L’homme qui était sur la terrasse du bar, très tôt dans la matinée, se trouve désormais dans l’unique église du village. Agenouillé devant une statue à l’effigie féminine, l’habitant semble attendre une manifestation de cette dernière. Toutefois, l’élément en pierre ne bouge pas et ne provoque aucun bruit. Au moment où l’homme montre des signes d’impatience, les portes de l’église s’ouvrent sur une silhouette gracieuse qui s’empresse d’entrer dans la résidence religieuse. Dès qu’elle se trouve à quelques centimètres de l’homme, elle daigne lui adresser la parole.
– Alors ?
Sachant très bien l’identité de la personne qui lui parle à cet instant précis, le client du bar se met debout et une fois sur ses jambes, il ne prend même pas la peine de se retourner.
– Aucune larme, répond-il.
– Voilà qui est étrange, poursuit la femme qui porte aussitôt l’une de ses mains sous son menton.
Dans cette position, elle s’accorde un temps de réflexion tandis que ses longs cheveux noirs ondulent sous l’effet du vent qui s’engouffre dans l’église.
– Tu crois qu’on nous aurait menti ? Questionne l’homme.
– Non. Par contre, il se peut que l’histoire se soit modifiée à cause de sa présence.
– Tu veux parler de celui qui vient tout juste d’arriver en ville ?
– Oui Ben.
– Dans ce cas, sache que ton raisonnement est vérifiable.
Ben quitte sa jeune amie pour s’approcher d’un cierge se situant sur un autel. Celui-ci se tient derrière la vierge et dès que l’individu s’immobilise, l’ambiance dans l’église change peu à peu. Ensuite, le villageois pose ses mains sur chaque côté du cierge et fixe la flamme. Tout à coup, celle-ci gagne en hauteur et s’élargie par la même occasion.

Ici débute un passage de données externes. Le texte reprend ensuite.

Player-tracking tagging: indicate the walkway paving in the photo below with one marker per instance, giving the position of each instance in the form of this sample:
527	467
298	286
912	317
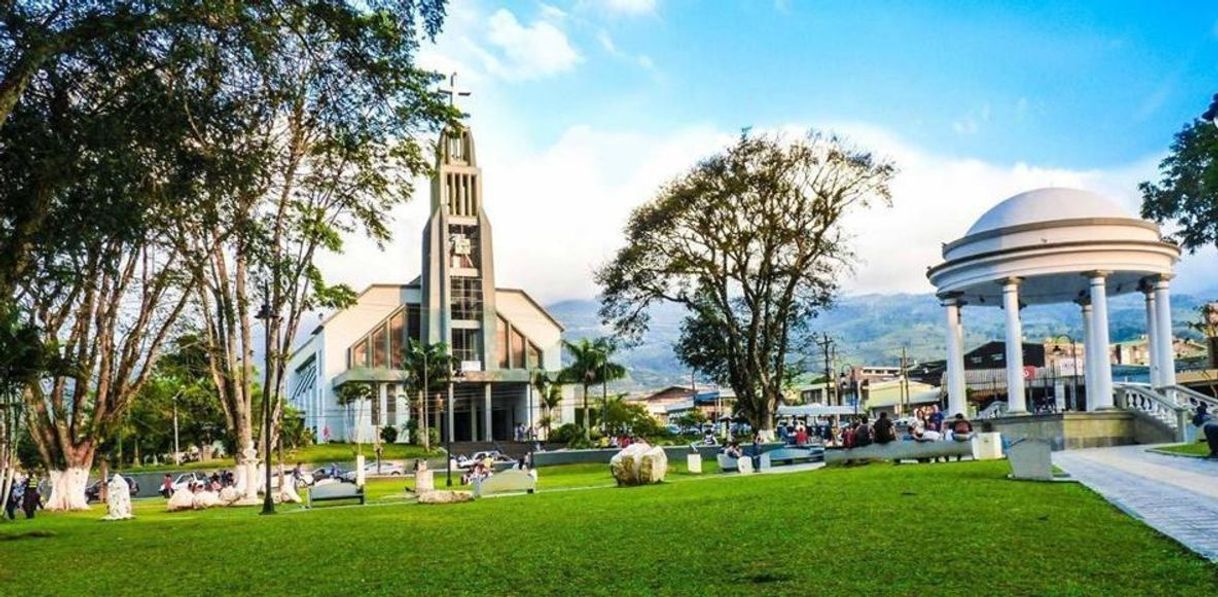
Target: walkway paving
1175	495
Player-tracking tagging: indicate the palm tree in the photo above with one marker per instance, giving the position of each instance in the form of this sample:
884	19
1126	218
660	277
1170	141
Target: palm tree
549	392
425	367
356	394
590	364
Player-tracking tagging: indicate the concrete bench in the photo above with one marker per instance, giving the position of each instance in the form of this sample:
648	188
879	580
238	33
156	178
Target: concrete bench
900	450
508	481
789	456
727	464
335	491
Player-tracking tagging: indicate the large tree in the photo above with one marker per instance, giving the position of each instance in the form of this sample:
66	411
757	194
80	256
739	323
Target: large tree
309	118
752	243
1188	191
426	368
95	148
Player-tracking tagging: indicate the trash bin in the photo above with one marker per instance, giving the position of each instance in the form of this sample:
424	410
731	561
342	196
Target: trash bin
987	446
1031	459
424	481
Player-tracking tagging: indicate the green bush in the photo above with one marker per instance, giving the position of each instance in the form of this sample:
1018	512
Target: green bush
389	434
566	434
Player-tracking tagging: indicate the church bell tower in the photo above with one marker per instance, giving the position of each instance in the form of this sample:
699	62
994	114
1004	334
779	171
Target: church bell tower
458	266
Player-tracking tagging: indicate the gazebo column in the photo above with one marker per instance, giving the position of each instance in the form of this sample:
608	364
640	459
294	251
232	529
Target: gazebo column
957	401
1088	360
1166	338
486	413
1102	366
1147	289
473	418
1016	401
448	408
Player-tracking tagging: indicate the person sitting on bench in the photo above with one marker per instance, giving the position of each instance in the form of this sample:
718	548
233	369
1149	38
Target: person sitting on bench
961	430
884	430
1208	427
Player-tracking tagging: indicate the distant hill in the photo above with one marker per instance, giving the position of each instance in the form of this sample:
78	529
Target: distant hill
873	328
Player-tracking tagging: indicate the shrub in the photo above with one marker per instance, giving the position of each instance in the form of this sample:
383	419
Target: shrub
566	434
389	434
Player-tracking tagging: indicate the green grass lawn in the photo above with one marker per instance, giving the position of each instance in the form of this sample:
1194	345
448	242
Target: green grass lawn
1195	448
320	453
957	528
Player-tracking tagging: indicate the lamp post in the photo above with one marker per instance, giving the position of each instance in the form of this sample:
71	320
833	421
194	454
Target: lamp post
1211	113
448	438
177	453
266	314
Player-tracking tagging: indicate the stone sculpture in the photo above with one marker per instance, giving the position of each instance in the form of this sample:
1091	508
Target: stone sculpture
640	464
118	498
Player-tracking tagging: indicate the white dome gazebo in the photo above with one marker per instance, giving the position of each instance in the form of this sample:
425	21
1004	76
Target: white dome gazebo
1049	246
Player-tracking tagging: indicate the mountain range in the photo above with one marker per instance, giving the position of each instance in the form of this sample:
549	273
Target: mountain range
873	329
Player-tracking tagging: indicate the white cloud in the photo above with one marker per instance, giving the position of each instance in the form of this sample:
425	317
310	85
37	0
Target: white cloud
526	52
607	42
626	6
558	211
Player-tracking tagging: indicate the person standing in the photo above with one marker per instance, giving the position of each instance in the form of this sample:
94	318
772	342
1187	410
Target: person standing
1206	423
31	501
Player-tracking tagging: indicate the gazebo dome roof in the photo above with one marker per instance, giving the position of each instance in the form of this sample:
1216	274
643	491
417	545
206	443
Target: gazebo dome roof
1046	205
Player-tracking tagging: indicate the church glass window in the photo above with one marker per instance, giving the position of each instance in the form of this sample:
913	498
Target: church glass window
501	342
380	346
413	323
518	350
532	358
396	339
359	353
467	345
467	295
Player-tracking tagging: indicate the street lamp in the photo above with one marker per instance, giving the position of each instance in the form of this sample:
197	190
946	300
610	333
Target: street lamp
845	385
266	314
448	436
1211	113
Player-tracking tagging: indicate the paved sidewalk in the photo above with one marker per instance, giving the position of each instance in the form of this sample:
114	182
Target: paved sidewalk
1177	496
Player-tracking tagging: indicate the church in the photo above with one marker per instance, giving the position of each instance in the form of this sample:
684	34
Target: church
498	335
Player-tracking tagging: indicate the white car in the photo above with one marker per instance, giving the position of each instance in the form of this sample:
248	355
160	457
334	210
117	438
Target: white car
387	468
185	479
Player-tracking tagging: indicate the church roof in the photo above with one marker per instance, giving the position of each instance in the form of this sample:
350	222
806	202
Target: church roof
415	283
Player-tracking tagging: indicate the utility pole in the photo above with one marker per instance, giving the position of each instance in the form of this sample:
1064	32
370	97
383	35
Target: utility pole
826	345
177	452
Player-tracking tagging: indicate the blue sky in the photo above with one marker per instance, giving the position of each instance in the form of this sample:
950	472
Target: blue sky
1072	84
581	109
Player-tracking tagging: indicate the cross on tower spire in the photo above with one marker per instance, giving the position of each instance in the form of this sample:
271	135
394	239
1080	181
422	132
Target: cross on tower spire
452	93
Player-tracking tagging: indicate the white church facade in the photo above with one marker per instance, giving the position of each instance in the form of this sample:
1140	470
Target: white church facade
498	335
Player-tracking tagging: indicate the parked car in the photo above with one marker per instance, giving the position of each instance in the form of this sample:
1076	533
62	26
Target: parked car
386	468
185	479
93	491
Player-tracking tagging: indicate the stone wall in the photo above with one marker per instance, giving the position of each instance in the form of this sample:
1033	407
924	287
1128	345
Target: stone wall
675	453
1082	430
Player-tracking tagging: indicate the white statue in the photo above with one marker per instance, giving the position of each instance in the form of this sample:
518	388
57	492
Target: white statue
247	481
118	498
640	464
182	500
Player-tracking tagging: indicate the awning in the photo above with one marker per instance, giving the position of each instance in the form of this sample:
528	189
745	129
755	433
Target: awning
814	411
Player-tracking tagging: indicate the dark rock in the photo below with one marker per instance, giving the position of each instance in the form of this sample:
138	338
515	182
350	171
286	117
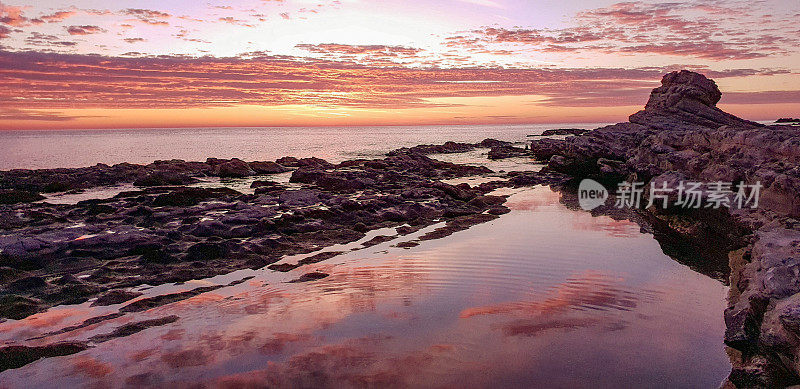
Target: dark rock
18	307
502	152
283	267
164	178
132	328
206	251
266	167
12	357
313	276
193	196
12	196
117	296
235	168
563	131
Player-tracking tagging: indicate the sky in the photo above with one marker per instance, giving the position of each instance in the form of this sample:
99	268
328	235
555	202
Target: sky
184	63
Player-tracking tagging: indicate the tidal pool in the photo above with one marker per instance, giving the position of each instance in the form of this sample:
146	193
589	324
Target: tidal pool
543	296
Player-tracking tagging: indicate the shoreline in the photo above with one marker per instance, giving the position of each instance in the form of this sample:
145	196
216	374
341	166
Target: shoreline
339	203
681	135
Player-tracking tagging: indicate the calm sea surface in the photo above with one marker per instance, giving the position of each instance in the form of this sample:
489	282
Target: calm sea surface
545	296
72	148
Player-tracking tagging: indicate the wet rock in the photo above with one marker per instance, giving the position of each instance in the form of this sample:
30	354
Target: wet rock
206	251
162	178
489	143
193	196
283	267
117	296
564	131
446	148
12	357
27	284
132	328
18	307
682	135
235	168
502	152
313	276
157	301
266	167
12	196
288	161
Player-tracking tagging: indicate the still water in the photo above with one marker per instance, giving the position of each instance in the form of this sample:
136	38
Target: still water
544	296
78	148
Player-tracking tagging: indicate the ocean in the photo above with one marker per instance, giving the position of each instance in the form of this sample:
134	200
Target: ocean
33	149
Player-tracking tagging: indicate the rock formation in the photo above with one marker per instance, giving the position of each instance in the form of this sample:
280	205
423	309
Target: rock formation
681	134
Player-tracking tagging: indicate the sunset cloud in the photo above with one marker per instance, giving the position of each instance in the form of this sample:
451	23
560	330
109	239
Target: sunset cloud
84	30
675	29
148	16
90	81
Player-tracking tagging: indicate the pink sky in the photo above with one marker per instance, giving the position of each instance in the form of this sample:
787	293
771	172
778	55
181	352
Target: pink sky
81	64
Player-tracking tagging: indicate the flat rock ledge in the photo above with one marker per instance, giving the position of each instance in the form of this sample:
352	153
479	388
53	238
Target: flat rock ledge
169	231
681	134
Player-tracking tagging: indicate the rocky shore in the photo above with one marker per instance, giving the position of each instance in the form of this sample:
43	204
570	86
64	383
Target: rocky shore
682	135
170	231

Sous ce brusque changement, Ben se concentre.
Pendant ce temps, Joris fait connaissance avec Pierre, un homme bien plus âgé que lui et qui a les cheveux rouges et les yeux de la même couleur. Leur rencontre s’est faite lorsque le visiteur est sorti de l’hôtel du village dans lequel il s’est loué une chambre. Tranquillement, les deux garçons se promènent en ville et tout en marchant, le premier discute avec le second qui présente des signes de nervosité. En effet, le jeune étudiant sent le regard des habitants se poster sur lui et forcément, il n’apprécie guère cette attitude de leur part. Alors que les deux jeunes hommes s’enfoncent dans une ruelle, Joris constate que les curieux y sont moins nombreux. Aussitôt, le nouvel ami de Pierre n’hésite pas à souffler et à dire ce qu’il pense.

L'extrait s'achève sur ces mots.